Effective Friday, Ohio no longer places explicit restrictions on how someone with a concealed carry license may carry a gun in a vehicle. In other words, Ohio joins the other 48 states allowing concealed carry. Keep in mind that just because Ohio no longer micro-manages vehicle carry does not mean that people are free from potential criminal charges. Firearms in a vehicle still may not be accessible to children, persons under firearm disability etc. Stated another way, if you are alone in your car, whatever you want to do is fine.
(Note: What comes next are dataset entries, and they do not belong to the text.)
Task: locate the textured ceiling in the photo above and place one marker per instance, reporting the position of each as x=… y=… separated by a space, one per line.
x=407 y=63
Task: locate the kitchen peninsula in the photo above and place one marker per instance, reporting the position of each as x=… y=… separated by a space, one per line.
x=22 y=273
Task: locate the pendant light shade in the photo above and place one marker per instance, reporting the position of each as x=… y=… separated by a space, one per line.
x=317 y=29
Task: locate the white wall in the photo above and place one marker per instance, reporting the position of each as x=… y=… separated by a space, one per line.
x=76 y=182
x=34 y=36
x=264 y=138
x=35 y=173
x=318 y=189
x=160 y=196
If you have children in the car, you must carry the handgun in a manner that the children cannot access if you want to be free of potential criminal charges.


----------



## powrguy (Sep 4, 2010)

EXCEPT if there's kids in the car with you! Otherwise, no issues.


----------



## Dan44149 (Apr 12, 2011)

And... if there is a sign...

Calmly walk back to your vehicle, remove your weapon, walk back into the establishment and ask to speak to the manager. Let him know that you are boycotting his/her business because he is establishing a victim zone with his retarded sign.

It's the only way you will ever see the signs come down. 

I'm from NC and we had the same issue when we got the law in 1995...

Rarely do you see a sign anymore.


_OutdoorHub Mobile, the information engine of the outdoors._


----------



## BassBlaster (Jun 8, 2006)

Dan, I completely agree with you. I refuse to spend money at places where I cant carry with the obvious exception to Government buildings. I have little "No guns = No money" cards I give to those businesses. It explains to the owners why it is better for them to allow carry. If anyone would like to buy some, PM me and I'll give you the website to order them. I dont want to post it here because they always delete the links. I am in no way involved with or make any money from said site.

I am going out Sat night with some friends for my Bday and I'm really hoping my favorite little bar dosnt have these signs up or I'll have to find a new hangout.


----------



## rustyhooks (Aug 17, 2008)

BassBlaster said:


> Dan, I completely agree with you. I refuse to spend money at places where I cant carry with the obvious exception to Government buildings. I have little "No guns = No money" cards I give to those businesses. It explains to the owners why it is better for them to allow carry. If anyone would like to buy some, PM me and I'll give you the website to order them. I dont want to post it here because they always delete the links. I am in no way involved with or make any money from said site.
> 
> I am going out Sat night with some friends for my Bday and I'm really hoping my favorite little bar dosnt have these signs up or I'll have to find a new hangout.


happy b-day blaster


----------



## Snakecharmer (Apr 9, 2008)

BassBlaster said:


> Dan, I completely agree with you. I refuse to spend money at places where I cant carry with the obvious exception to Government buildings. I have little "No guns = No money" cards I give to those businesses. It explains to the owners why it is better for them to allow carry. If anyone would like to buy some, PM me and I'll give you the website to order them. I dont want to post it here because they always delete the links. I am in no way involved with or make any money from said site.
> 
> I am going out Sat night with some friends for my Bday and I'm really hoping my favorite little bar dosnt have these signs up or I'll have to find a new hangout.


Just remember not to celebrate with alcohol.....


----------



## BassBlaster (Jun 8, 2006)

Thanks Rusty!!

Snake, I do plan on drinking tonight so I will not be carrying. I just meant out of principle, if there is a sign there, I'll spend my money elsewhere, even if I'm not carrying.


----------



## Snakecharmer (Apr 9, 2008)

BassBlaster said:


> Thanks Rusty!!
> 
> Snake, I do plan on drinking tonight so I will not be carrying. I just meant out of principle, if there is a sign there, I'll spend my money elsewhere, even if I'm not carrying.


Happy Birthday. My Uncle is 82 today!


----------



## BassBlaster (Jun 8, 2006)

Thanks and congrats to your uncle!!! I was 33 on Thurs.


----------